The bill helps improve patient care and antibiotic stewardship by enabling and incentivizing penicillin-allergy verification (including Medicare coverage), but it requires upfront spending, administrative work, and risks uneven access and short-term costs for some patients and health systems.
Hospitals and patients: verifying and removing incorrect penicillin-allergy labels reduces hospital length-of-stay, lowers perioperative and other antibiotic-related infections, and supports antibiotic stewardship to slow resistance.
Medicare beneficiaries: allowing verification during the initial preventive physical or annual wellness visit (and clarifying coverage) expands access and encourages clinicians to reassess inaccurate penicillin-allergy labels.
Health systems and taxpayers: penicillin-allergy evaluation can be cost-saving over time by enabling use of cheaper, first-line antibiotics and reducing complications from inappropriate broad-spectrum use.
Hospitals, health systems, and taxpayers: implementing verification programs requires upfront costs for testing, training, staffing and workflows and could increase short-term Medicare spending for additional billable services.
Healthcare workers, providers, and government administrators: clinicians, Medicare administrators, and public-health bodies must allocate time and resources to update workflows, billing systems, and run delabeling programs, creating administrative and operational burden that may divert attention from other priorities.
Rural, low-income, and under-resourced patients: access disparities mean some people may lack timely or local access to verification services, so benefits may be unevenly distributed.
Based on analysis of 3 sections of legislative text.
Makes penicillin allergy verification and evaluation a covered service during Medicare initial preventive physical exams and annual wellness visits, with defined scope and referrals.

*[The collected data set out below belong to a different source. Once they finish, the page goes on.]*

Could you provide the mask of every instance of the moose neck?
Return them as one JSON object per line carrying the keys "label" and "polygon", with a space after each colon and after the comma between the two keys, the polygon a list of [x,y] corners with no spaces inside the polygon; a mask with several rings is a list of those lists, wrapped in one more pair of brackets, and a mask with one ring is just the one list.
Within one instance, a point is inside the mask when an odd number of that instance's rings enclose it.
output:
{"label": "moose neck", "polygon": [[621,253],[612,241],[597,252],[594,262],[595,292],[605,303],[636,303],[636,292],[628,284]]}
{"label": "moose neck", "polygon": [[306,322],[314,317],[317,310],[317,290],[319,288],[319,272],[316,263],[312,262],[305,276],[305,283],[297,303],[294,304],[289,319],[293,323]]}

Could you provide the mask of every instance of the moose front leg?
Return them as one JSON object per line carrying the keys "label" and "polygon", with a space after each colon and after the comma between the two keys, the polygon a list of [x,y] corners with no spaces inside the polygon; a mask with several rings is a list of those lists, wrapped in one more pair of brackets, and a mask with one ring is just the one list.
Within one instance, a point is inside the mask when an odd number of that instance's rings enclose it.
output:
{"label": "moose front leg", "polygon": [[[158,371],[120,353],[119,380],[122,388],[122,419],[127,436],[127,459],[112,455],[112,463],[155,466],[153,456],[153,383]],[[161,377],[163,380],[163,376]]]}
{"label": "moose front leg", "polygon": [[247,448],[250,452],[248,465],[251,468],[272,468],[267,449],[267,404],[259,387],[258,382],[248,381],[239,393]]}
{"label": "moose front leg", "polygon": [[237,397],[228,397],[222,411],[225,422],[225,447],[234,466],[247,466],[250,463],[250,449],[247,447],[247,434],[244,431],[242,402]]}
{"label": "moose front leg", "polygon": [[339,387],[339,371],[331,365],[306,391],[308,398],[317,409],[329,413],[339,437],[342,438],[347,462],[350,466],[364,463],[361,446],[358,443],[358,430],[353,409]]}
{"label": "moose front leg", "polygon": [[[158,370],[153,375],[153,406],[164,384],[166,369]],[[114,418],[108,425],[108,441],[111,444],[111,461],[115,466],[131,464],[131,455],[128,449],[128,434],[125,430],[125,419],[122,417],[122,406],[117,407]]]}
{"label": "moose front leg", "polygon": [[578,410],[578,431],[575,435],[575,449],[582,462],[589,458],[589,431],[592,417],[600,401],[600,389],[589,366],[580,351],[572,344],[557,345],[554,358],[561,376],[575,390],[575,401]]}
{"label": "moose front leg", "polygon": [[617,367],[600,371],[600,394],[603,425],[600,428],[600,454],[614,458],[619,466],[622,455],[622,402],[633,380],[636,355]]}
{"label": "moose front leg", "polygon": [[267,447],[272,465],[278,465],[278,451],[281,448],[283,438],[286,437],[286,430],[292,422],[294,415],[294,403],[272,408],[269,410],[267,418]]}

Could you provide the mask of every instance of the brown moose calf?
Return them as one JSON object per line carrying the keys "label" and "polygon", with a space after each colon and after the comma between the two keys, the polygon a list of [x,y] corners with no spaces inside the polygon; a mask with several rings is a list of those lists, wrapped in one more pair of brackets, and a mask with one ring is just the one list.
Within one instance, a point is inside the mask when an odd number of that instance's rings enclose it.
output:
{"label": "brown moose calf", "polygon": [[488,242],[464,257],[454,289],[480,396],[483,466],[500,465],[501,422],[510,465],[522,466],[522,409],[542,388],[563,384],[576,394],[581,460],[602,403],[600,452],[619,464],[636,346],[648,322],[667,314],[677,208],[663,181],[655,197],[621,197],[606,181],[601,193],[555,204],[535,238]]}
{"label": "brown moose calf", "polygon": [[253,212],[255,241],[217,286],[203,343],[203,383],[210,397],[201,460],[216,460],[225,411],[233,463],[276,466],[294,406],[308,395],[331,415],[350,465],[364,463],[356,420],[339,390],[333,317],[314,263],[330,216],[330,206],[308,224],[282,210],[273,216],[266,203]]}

Introduced October 10, 2025 by H. Morgan Griffith · Last progress October 10, 2025
Adds coverage for penicillin allergy verification and evaluation to Medicare’s initial preventive physical exam and annual wellness visit, defining the service to include identifying people who report a penicillin allergy, assessing whether the report reflects a true allergy, providing information about health and public-health impacts of the allergy label, and referring patients to allergy specialists as appropriate. The change allows separate payment for structured penicillin-allergy validation services done the same day and takes effect for services furnished on or after January 1, 2027.